Thanks for asking! Questions from our 504 Webinars came rolling in, so we’re posting the top questions here on our JRB Website News Ticker. We’ll post each Q&A early in the week following each JRB 504 Webinar. Missed a Q&A? Not to worry. They’re archived on the JRB eBulletins Website Page. Check ’em out. And keep those questions coming.

Q&A: JRB 504 WEBINAR JUNE 4, 2020

Q: Without knowing how long the pandemic will last, how will we know when/if borrowers will be able to make payments?  (If we knew, would we be making SBA loans?

 A: While we might not know when the borrower will resume making payments, we can exercise some judgment, based on our knowledge of the local market and taking into consideration the industry and the other credits factors discussed in this webinar.

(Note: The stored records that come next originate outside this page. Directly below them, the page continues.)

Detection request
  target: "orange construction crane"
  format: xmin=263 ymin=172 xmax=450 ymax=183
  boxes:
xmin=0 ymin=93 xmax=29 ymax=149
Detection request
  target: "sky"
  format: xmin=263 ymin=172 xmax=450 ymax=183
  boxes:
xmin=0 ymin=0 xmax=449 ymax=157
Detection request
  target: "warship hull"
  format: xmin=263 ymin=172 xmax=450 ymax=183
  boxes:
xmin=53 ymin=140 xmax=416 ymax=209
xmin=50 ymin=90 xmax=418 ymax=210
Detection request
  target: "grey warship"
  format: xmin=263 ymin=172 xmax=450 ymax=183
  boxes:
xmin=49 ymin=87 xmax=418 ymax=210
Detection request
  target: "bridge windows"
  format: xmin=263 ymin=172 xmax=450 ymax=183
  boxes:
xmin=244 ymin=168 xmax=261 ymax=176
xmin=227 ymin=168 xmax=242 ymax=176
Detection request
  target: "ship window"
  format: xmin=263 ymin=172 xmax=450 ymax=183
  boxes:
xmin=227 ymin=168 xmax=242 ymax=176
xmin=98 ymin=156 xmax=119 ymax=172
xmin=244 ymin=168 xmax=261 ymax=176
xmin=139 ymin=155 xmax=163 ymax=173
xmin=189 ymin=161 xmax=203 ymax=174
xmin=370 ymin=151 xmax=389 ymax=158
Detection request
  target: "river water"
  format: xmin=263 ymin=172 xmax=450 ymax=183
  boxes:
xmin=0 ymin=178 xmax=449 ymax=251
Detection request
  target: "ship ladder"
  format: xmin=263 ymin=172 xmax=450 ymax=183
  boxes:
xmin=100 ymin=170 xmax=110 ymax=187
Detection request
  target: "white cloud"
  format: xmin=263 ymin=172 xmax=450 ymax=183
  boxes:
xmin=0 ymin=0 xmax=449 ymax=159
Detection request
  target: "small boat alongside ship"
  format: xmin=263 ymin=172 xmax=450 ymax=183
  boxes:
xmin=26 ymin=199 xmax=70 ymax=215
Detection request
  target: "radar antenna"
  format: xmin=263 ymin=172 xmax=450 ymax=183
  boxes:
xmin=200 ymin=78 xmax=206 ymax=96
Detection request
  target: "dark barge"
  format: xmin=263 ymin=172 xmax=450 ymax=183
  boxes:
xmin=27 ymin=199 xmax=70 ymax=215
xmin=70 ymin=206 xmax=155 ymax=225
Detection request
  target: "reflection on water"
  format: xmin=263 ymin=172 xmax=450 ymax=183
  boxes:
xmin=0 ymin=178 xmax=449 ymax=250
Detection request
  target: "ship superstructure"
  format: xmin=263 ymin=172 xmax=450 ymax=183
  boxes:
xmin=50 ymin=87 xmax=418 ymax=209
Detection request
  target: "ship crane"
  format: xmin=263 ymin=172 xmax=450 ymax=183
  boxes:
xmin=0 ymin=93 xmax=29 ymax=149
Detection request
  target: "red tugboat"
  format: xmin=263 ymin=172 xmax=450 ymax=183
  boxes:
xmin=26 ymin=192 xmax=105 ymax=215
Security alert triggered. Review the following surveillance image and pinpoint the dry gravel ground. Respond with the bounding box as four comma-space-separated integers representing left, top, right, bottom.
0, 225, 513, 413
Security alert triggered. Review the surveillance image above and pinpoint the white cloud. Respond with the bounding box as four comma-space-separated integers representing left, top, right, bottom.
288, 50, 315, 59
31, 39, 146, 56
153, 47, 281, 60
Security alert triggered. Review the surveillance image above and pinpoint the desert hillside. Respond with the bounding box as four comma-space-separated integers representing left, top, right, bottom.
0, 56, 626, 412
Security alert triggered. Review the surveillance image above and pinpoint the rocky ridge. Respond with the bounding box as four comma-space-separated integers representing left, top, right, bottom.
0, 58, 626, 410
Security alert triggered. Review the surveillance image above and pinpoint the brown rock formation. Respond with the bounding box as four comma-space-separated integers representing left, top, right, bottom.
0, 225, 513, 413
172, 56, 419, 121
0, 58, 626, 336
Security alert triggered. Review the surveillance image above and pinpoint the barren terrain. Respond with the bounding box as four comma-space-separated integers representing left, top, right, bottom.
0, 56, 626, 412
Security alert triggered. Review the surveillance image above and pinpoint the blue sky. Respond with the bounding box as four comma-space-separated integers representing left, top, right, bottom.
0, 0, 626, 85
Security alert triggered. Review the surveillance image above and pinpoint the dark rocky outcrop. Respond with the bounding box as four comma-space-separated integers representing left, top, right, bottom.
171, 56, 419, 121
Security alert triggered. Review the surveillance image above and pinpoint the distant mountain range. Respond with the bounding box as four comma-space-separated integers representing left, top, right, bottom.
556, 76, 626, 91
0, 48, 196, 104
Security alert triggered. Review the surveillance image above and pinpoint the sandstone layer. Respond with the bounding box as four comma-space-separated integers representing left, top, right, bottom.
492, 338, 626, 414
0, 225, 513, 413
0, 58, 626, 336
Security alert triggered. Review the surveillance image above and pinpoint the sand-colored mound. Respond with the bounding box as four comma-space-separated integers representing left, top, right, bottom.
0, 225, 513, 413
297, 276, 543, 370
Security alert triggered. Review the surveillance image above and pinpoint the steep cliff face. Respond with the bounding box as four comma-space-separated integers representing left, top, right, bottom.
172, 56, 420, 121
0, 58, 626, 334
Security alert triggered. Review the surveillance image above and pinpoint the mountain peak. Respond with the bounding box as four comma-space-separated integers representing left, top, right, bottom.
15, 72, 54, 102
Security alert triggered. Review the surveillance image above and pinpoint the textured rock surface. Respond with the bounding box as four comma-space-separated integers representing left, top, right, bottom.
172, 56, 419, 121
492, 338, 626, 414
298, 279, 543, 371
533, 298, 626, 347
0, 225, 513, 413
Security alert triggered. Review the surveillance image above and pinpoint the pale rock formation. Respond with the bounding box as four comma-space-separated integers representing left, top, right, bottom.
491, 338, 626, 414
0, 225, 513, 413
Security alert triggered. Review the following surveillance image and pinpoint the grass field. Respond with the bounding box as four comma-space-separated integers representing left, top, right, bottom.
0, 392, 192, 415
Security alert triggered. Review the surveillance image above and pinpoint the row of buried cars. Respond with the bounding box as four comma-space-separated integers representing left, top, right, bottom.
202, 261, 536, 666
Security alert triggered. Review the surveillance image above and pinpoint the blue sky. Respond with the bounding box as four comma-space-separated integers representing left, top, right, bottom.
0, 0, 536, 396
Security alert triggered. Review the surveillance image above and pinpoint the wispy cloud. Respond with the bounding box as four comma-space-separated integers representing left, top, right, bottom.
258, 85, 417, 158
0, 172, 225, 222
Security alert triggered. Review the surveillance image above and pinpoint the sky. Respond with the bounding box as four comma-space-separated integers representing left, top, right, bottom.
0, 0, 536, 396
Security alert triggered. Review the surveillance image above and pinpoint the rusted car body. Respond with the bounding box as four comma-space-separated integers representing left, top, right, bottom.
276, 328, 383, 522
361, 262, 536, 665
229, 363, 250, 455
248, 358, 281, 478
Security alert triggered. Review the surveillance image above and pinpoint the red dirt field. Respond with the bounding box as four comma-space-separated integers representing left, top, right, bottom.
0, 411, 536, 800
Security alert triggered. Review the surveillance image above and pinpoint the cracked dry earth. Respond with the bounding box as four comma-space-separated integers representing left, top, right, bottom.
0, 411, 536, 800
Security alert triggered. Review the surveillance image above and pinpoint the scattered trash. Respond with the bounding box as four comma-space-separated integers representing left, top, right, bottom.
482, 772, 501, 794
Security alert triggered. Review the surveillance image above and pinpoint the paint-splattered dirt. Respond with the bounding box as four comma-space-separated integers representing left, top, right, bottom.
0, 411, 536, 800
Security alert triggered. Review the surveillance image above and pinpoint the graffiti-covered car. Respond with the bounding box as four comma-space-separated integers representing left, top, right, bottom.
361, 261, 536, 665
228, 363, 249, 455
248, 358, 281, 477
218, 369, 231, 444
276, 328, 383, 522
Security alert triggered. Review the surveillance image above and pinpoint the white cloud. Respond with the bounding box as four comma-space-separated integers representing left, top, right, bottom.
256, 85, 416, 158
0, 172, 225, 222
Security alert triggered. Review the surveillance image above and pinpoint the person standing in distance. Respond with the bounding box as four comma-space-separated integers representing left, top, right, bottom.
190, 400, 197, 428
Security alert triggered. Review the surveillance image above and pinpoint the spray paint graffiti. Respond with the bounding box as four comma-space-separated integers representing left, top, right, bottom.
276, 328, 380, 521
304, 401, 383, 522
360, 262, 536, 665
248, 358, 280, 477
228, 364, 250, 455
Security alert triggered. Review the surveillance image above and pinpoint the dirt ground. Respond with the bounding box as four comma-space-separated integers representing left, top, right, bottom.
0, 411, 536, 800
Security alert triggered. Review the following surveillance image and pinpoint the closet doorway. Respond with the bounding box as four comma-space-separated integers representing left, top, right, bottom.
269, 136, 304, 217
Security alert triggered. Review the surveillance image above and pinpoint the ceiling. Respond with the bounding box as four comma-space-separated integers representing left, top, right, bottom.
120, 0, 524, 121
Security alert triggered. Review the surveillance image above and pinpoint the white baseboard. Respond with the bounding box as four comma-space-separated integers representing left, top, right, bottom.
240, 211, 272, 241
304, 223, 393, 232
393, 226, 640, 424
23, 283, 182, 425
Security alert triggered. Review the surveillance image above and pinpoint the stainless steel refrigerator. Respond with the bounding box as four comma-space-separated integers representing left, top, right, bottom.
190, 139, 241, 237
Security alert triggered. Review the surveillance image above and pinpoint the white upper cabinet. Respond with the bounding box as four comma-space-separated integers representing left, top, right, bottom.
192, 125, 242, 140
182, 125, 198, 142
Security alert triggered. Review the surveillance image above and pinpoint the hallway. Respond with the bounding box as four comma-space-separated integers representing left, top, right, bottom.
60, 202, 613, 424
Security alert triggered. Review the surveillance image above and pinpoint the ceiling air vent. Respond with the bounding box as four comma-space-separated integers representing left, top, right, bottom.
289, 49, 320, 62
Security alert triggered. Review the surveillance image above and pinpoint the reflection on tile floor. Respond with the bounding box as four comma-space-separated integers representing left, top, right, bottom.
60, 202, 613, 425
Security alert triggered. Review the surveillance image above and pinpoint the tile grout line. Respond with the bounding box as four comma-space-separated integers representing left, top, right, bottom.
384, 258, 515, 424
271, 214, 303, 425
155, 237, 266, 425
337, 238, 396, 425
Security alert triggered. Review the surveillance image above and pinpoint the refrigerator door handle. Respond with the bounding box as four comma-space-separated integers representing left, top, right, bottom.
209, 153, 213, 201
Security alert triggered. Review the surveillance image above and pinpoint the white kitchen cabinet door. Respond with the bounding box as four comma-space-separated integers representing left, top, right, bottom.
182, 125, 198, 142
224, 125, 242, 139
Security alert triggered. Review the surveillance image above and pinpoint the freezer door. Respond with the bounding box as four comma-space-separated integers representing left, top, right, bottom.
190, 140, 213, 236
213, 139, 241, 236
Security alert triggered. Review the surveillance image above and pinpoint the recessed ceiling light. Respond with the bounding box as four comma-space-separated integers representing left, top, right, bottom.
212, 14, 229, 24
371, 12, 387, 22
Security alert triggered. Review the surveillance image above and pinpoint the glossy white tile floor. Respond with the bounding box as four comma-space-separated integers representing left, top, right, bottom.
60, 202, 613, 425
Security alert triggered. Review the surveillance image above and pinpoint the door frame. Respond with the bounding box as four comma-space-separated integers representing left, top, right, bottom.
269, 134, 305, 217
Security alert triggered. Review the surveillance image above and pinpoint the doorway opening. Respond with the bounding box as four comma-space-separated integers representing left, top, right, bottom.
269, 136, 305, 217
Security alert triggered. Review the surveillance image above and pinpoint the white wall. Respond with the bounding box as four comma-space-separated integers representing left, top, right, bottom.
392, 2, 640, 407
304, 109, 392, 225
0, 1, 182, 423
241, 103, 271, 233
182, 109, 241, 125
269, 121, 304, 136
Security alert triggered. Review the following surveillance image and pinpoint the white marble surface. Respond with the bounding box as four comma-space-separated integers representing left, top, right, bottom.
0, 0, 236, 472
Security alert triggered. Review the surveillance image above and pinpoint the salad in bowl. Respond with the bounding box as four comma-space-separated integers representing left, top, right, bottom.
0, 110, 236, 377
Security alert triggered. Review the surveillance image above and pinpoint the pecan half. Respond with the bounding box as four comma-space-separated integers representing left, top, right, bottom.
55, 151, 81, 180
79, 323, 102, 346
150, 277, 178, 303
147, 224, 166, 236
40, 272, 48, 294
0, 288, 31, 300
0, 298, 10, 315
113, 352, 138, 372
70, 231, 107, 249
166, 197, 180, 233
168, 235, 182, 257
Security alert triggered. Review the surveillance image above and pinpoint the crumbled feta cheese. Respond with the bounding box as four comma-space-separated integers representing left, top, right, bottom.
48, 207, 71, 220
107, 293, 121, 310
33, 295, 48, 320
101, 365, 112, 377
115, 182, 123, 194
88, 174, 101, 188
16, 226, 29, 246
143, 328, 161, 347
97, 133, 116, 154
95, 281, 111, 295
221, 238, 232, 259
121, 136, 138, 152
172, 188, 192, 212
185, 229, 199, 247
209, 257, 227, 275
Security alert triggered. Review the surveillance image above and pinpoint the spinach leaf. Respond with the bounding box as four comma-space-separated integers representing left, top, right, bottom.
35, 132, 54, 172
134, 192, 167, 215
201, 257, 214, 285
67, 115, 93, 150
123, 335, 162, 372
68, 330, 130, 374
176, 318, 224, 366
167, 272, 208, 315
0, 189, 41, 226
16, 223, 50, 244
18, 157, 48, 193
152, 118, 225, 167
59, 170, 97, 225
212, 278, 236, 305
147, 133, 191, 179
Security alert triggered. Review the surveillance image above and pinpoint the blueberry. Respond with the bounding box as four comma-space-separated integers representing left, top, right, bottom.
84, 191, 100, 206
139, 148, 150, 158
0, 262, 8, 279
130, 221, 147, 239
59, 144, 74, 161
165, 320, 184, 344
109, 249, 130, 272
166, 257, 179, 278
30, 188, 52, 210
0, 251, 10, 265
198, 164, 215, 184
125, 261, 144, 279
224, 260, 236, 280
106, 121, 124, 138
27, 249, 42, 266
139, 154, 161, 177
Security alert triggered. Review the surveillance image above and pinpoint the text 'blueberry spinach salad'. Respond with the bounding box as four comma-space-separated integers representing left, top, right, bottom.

 Q: We sent a new 504 loan application to the SLPC. The borrower already had a PPP loan. SBA made us amortize the PPP as if none of it was forgiven and it all had to be paid back in two years. That made cash flow very tight. What’s the right way to amortize it?

A: We’ve seen only a limited number of such cases and our experience varies. It makes sense that it is the outstanding balance that should be amortized regardless of pay downs or balances forgiven. And the most conservative way is to assume the term and the rate of the PPP loan. That might result in a cash flow deficit. If so, we underwriters will have to address it.

 Q: If receiving a PPP loan is an acknowledgment of an adverse change, is receipt of PPP proceeds sufficient to address the NAC?

 A: Not necessarily. Getting a PPP Loan shows there was a need for those funds when the borrower applied. But for your NAC finding, you need information on the business’s current financial situation (open, partially open, still closed), cash flow, how the PPP Loan has been spent – all the factors we discussed in the webinar.